Below are some excerpts from recent articles by a variety of non-doctrinaire writers, documenting the fallout from some of the above mentioned movements.
Bari Weiss, New York Times
That kind of choice would have been familiar to previous generations of left-wing Jews, particularly those in Europe, who felt the tug between their ethnic heritage and their ‘internationalist’ ideological sympathies. But this is the United States. Here, progressives are supposed to be comfortable with the idea of hyphenated identities and overlapping ethnic, sexual and political affinities. Since when did a politics that celebrates choice — and choices — devolve into a requirement of being forced to choose?
Jews on the left, particularly in recent years, have attempted to square this growing discomfort by becoming more anti-Israel. But if history has taught the Jews anything it’s that this kind of contortion never ends well.”
Alan Dershowitz, Professor Emeritus Harvard Law School
Jennifer Ann Moses, USA Today
… when it comes to hating Jews, normative reality has nothing to do with it. The only thing that matters is the narrative of hatred.”https://www.usatoday.com/
Jonathan S. Tobin, Jewish Press
It isn’t alt-right Internet trolls who are orchestrating anti-Jewish protests like those of Linda Sarsour or efforts to boycott Israeli plays at Lincoln Center, where the appearance of even the work of a critic of Israel like David Grossman was enough to generate protest from mainstream artists.
Nor is it Trump who is responsible for turning universities into places where Jewish students no longer feel safe expressing their Jewish identity.
But unfortunately, all too many liberals would still rather believe Trump, their main political foe, is the real reason anti-Semitism is growing.”

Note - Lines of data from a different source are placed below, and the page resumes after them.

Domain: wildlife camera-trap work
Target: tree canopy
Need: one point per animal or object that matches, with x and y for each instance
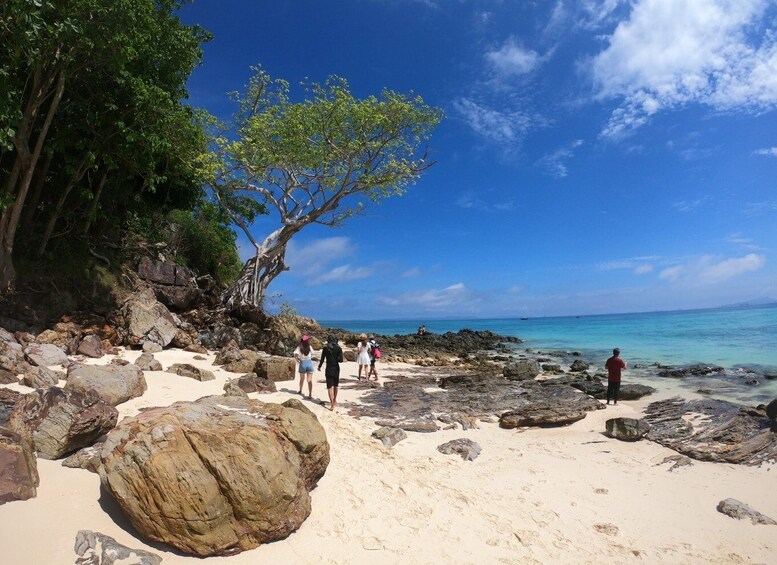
(315, 161)
(92, 125)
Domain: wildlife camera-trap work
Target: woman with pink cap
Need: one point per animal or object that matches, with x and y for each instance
(304, 355)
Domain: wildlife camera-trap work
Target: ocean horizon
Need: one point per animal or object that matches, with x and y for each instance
(732, 336)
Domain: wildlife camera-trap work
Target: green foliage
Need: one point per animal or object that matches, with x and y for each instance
(202, 240)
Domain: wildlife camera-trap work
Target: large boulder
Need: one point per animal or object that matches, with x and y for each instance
(275, 368)
(627, 429)
(216, 476)
(41, 377)
(113, 383)
(45, 354)
(60, 422)
(143, 318)
(18, 467)
(523, 369)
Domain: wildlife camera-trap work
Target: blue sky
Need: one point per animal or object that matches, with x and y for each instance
(596, 156)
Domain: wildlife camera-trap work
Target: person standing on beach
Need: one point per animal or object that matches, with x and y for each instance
(333, 355)
(304, 356)
(374, 354)
(363, 357)
(614, 366)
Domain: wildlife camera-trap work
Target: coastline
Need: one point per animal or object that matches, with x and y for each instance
(562, 495)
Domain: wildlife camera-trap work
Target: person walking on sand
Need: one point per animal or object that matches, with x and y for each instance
(374, 356)
(363, 357)
(614, 366)
(333, 355)
(304, 356)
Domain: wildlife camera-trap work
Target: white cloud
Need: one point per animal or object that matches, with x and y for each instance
(511, 59)
(668, 54)
(343, 273)
(431, 299)
(311, 258)
(711, 270)
(508, 127)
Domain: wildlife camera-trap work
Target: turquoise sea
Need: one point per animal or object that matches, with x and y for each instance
(738, 339)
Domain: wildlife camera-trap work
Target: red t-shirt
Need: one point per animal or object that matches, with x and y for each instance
(614, 366)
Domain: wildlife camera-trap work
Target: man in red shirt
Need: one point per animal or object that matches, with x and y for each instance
(614, 365)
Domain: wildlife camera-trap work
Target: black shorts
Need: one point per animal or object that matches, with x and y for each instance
(332, 376)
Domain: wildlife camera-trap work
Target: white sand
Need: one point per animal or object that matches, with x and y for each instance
(563, 495)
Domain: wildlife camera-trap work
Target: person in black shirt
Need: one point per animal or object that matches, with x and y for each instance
(333, 355)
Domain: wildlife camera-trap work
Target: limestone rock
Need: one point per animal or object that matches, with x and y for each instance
(41, 377)
(18, 467)
(187, 370)
(741, 511)
(245, 364)
(521, 370)
(94, 548)
(722, 431)
(91, 346)
(216, 476)
(60, 422)
(147, 362)
(45, 354)
(466, 448)
(143, 318)
(627, 429)
(252, 383)
(113, 383)
(85, 458)
(276, 368)
(389, 436)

Hannah Dreyfus, Jewish Week
The International Women’s Strike [March 8, 2017], which called for the ‘decolonization of Palestine,’ solicited the participation of Rasmea Yousef Odeh, a Palestinian woman convicted and sentenced by an Israeli military court in 1970 to life in prison for two bombing attacks. [She was released in a prisoner exchange after just 10 years in prison.]

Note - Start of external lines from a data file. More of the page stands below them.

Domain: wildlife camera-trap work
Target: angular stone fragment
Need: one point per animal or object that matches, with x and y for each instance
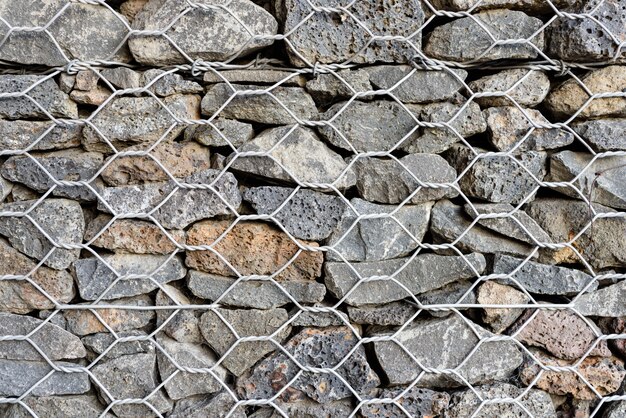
(268, 108)
(312, 347)
(37, 136)
(132, 236)
(336, 37)
(524, 87)
(246, 323)
(388, 181)
(140, 369)
(254, 294)
(378, 238)
(509, 126)
(498, 179)
(567, 99)
(223, 133)
(466, 40)
(21, 296)
(183, 206)
(19, 377)
(449, 223)
(420, 274)
(508, 226)
(605, 374)
(83, 322)
(602, 134)
(210, 35)
(96, 280)
(492, 293)
(543, 279)
(53, 341)
(189, 355)
(41, 89)
(294, 154)
(444, 343)
(465, 403)
(39, 172)
(307, 214)
(601, 181)
(127, 121)
(61, 219)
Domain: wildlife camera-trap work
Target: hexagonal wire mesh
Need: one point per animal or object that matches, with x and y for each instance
(299, 208)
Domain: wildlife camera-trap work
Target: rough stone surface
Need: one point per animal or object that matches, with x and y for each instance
(445, 343)
(380, 238)
(419, 274)
(246, 322)
(61, 219)
(251, 248)
(465, 40)
(212, 36)
(312, 347)
(328, 39)
(388, 181)
(308, 214)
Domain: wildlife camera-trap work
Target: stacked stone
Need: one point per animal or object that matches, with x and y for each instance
(213, 241)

Emily Shire, a journalist and editor living in New York who covers feminism and politics, wrote an op-ed for The New York Times about her conflicted Zionist and feminist identities. The article — headlined ‘Does Feminism Have Room for Zionists?’ — was prompted by the controversial platform of the Women’s Strike and the involvement of Odeh.

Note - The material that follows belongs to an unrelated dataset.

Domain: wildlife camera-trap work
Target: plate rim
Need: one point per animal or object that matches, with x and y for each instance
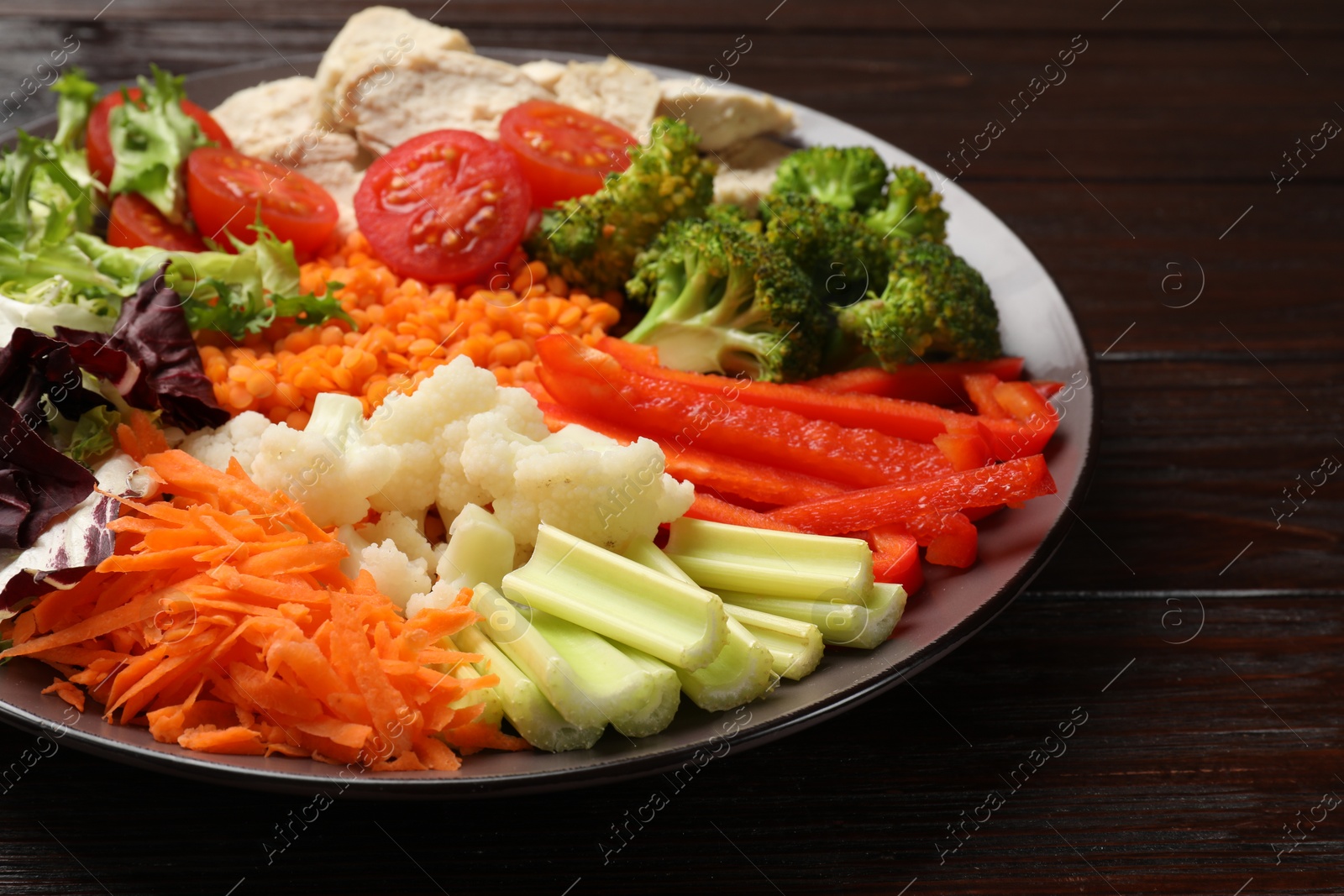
(605, 768)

Speaking to The Jewish Week the day after her piece was published, Shire said the “outrage and negative comments” she received in response to the article were “unlike anything I’ve ever experienced before. “I received my first-ever comment from someone wishing I would die.”
It’s a reality that the extreme right and the extreme left are closer to each other than either is to the center. Hatred of Jews and Israel is a uniting factor. Whether from the left or the right, antisemites seem to get away with it. There’s nothing more to say.